SAN DIEGO – A newly developed computer program mines electronic medical records to find pediatric asthma patients who are about to run out of their inhaled corticosteroid inhalers, then calls their parents to help them order new ones.
It’s not a robocall. Parents don’t push buttons to signal their response. Instead, they speak to the computer, and it understands what they say, just like the automated speech-recognition telephone systems used by credit card companies, airlines, and other industries. The software was developed by team from National Jewish Health and Kaiser Permanente Colorado, both in Denver.
At 24 months, adherence – measured by medication possession ratio – was 44.5% among 452 children randomized to the calls and 35.5% among 447 who were not, a statistically significant 25% difference.
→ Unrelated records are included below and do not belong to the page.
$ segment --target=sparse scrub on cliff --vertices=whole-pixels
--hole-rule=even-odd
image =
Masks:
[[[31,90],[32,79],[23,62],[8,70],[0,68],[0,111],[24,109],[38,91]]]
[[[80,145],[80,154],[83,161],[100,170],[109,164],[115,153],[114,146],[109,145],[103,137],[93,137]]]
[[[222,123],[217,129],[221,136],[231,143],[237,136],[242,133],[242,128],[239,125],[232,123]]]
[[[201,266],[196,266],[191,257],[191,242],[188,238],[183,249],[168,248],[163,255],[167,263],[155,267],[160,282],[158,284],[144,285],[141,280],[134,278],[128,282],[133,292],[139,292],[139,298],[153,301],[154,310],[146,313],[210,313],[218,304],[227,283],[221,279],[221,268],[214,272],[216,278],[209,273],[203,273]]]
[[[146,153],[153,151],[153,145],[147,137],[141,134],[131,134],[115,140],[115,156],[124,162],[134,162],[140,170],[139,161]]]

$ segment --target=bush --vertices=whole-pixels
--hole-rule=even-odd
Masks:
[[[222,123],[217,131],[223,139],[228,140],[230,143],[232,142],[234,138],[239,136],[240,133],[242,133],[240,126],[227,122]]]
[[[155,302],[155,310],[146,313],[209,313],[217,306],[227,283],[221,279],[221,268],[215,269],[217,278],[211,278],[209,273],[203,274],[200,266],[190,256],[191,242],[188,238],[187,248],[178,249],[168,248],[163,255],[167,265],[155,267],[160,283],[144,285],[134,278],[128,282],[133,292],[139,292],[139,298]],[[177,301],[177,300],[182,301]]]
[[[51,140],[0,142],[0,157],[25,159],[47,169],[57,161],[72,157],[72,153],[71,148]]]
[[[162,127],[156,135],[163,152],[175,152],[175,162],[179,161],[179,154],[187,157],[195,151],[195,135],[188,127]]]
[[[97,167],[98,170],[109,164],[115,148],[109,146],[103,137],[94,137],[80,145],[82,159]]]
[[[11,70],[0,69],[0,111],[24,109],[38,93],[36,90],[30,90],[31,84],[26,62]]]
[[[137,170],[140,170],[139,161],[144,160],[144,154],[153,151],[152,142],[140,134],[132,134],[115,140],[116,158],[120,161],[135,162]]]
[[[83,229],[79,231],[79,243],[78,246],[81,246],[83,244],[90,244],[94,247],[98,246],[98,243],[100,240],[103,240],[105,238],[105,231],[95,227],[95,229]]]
"It takes a fair amount of work to get a system like this going, but then the computer does the rest. Most adherence interventions expect busy health care providers to do something; this doesn’t add any burden to their day. Think of it as the electronic health record picking up the phone and talking with patients," said project leader Bruce Bender, Ph.D., head of pediatric behavioral health at National Jewish Health in Denver.
The system calls parents 10 days before the child is due to run out of the inhaler. "It pulls information out of the EHR, so when it talks to the parent, it references the prescribing physician, the name of the child, and the last time the inhaled corticosteroid prescription was filled." It then gives parents options to refill the prescription or talk with an asthma nurse or pharmacist, among other things, he said.
The 25% adherence improvement was consistent throughout the investigation and in subgroups stratified by age, gender, race, body mass index, or disease-related characteristics.
ED visits and admissions did not differ between the call and control groups. "We were a little bit surprised by that, because this is a bigger bump in adherence than you typically see in adherence interventions." Maybe it was because "care is already pretty good in [our system]; we keep people out of the ED pretty effectively." In both groups, there were 0.09 ED visits per person in the year before enrollment, Dr. Bender said at the annual meeting of the American Academy of Allergy, Asthma, and Immunology.
"It could also be that in asthma, you really need to change the [adherence] curve more dramatically to see a change in outcomes," he said.
Children in the study were aged 3-12 years. About 10% of parents contacted declined to participate in the program; about 90% of those who did said in subsequent surveys that they liked the calls and found them helpful. Dr. Bender and his colleagues said they hope to scale up the system for cardiovascular and adult asthma patients.
If parents did not pick up the phone, the system would leave a message and try a few more times, but "we capped it at three [callbacks]. We didn’t want people to feel harassed," he said.
Eliza Corp., a computer company outside of Boston, developed the program’s software. The efforts were funded by the National Heart, Lung, and Blood institute. Dr. Bender said he has no relevant disclosures.